Directional phrases used herein, such as, for example and without
limitation, top, bottom, left, right, upper, lower, front, back,
and derivatives thereof, relate to the orientation of the elements
shown in the drawings and are not limiting upon the claims unless
expressly recited therein.
These drawings may not be drawn to scale and may not precisely
reflect structure or performance characteristics of any given
embodiment, and should not be interpreted as defining or limiting
the range of values or properties encompassed by example
embodiments.
An object of the invention is to provide a flexible antenna
assembly, including an antenna integrally formed with a coaxial
cable, such that mobile applications are more efficient and
comfortable by eliminating the need to transport a
separately-connected antenna.
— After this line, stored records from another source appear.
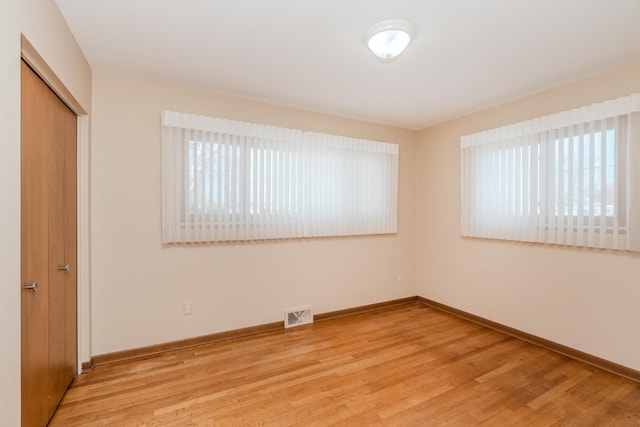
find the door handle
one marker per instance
(32, 287)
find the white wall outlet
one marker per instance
(187, 308)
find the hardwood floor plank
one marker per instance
(405, 365)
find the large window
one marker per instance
(225, 180)
(569, 178)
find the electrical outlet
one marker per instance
(187, 309)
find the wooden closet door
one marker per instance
(48, 160)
Some embodiments may have an antenna
assembly integrally formed with a flexible coaxial cable, thereby
removing the need for loss-inducing adapters between a radio and an
antenna. The disclosed antenna assembly may further allow for the
efficient and comfortable use of antennas for mobile applications,
such as by law enforcement and military personnel in remote
locations. Whereas traditional antennas are often rigid, this
antenna assembly may be flexible, thereby allowing a user to easily
and simultaneously transport and use the antenna.
As used herein, an annular surface may be defined as an end of a
hollow cylinder. Bandwidth may be defined as a frequency range over
which an antenna assembly can operate. Dipole may be defined as an
electrical conductor connected to a radio-frequency feed line, with
the dipole having an associated length dictated by a desired lower
limit operating frequency. Flexible may be defined as capable of
deforming without breaking. Magnetic element may be defined as a
component with resistance and positive reactance that inhibits
common mode interfering signals from passing therethrough to a
radiating element. Operating frequency may be defined as a desired
frequency broadcasted or received by an antenna assembly. For
example, a lower limit operating frequency may be the lowest
frequency that can be received or transmitted by the antenna.
Similarly, a higher limit operating frequency is the highest
frequency that can be received or transmitted by the antenna.
Radiating element may be defined as a component of an antenna
assembly that is capable of receiving or transmitting radio
frequency (RF) energy. Sheath may be defined as a close-fitting
protective covering having a diameter greater than a diameter of
the structure that is encased by the sheath.
Some embodiments may include an antenna assembly having a coaxial
cable, at least one radiating element, and a flexible outer sheath.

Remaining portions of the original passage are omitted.